Anharmonic electron-phonon coupling in ultrasoft and locally disordered perovskites

TL;DR

This paper develops a first-principles approach to account for anharmonicity and local disorder in electron-phonon coupling in perovskites, revealing their impact on vibrational dynamics and band gap behavior near phase transitions.

Contribution

It introduces a unified method using the special displacement approach to incorporate anharmonicity and disorder in electron-phonon interactions in perovskites, advancing theoretical understanding.

Findings

Polymorphism significantly alters vibrational dynamics in halide perovskites.

Band gap changes are driven by vibrational effects near phase transitions.
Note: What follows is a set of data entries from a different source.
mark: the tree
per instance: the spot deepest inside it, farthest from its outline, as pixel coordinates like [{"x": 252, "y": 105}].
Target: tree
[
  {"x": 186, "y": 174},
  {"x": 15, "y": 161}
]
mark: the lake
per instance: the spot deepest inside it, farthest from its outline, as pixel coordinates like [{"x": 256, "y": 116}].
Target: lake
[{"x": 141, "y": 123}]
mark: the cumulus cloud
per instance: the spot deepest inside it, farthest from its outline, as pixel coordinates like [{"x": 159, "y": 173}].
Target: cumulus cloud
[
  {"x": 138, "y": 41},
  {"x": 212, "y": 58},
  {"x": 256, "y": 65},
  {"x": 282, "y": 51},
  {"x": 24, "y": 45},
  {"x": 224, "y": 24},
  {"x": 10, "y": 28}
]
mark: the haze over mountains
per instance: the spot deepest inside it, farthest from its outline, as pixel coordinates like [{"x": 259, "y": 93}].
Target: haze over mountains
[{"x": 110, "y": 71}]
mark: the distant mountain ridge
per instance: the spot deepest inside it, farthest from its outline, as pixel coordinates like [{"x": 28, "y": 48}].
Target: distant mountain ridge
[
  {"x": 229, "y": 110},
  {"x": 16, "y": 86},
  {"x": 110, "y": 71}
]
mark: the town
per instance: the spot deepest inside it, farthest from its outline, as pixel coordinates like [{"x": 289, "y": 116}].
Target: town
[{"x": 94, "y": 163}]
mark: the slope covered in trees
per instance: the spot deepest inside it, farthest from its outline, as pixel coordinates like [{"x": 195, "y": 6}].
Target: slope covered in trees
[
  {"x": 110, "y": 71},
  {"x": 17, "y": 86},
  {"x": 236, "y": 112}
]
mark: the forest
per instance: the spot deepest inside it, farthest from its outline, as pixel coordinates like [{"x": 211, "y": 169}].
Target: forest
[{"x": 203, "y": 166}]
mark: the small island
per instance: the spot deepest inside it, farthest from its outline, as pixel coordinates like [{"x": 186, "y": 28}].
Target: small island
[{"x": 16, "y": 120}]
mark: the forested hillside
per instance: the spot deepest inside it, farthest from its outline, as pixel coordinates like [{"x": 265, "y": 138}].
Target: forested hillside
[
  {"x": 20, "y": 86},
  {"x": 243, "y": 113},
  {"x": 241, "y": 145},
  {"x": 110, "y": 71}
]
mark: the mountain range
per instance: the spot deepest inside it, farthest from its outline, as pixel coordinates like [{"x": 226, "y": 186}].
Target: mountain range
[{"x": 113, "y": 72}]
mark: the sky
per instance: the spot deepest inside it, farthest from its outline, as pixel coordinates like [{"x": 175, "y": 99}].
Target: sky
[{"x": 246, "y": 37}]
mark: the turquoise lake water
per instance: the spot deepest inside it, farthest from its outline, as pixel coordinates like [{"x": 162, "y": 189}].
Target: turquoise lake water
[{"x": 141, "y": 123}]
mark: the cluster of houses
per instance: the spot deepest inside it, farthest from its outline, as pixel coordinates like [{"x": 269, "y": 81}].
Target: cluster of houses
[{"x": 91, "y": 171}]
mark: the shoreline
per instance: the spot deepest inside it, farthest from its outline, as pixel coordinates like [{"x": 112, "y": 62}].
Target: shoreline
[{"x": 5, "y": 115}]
Accurate band gap predictions require considering disorder, spin-orbit coupling, and electron-phonon interactions.

Abstract

Anharmonicity and local disorder (polymorphism) are ubiquitous in perovskite physics, inducing various phenomena observed in scattering and spectroscopy experiments. Several of these phenomena still lack interpretation from first-principles since, hitherto, no approach is available to account for anharmonicity and disorder in electron-phonon couplings. Here, relying on the special displacement method, we develop a unified treatment of both and demonstrate that electron-phonon coupling is strongly influenced when we employ polymorphous perovskite networks. We uncover that polymorphism in halide perovskites leads to vibrational dynamics far from the ideal noninteracting phonon picture and drives the gradual change in their band gap around phase transition temperatures. We also clarify that combined band gap corrections arising from disorder, spin-orbit coupling, exchange-correlation functionals of high accuracy, and electron-phonon coupling are all essential. Our findings agree with experiments, suggesting that polymorphism is the key to address pending questions on perovskites' technological applications.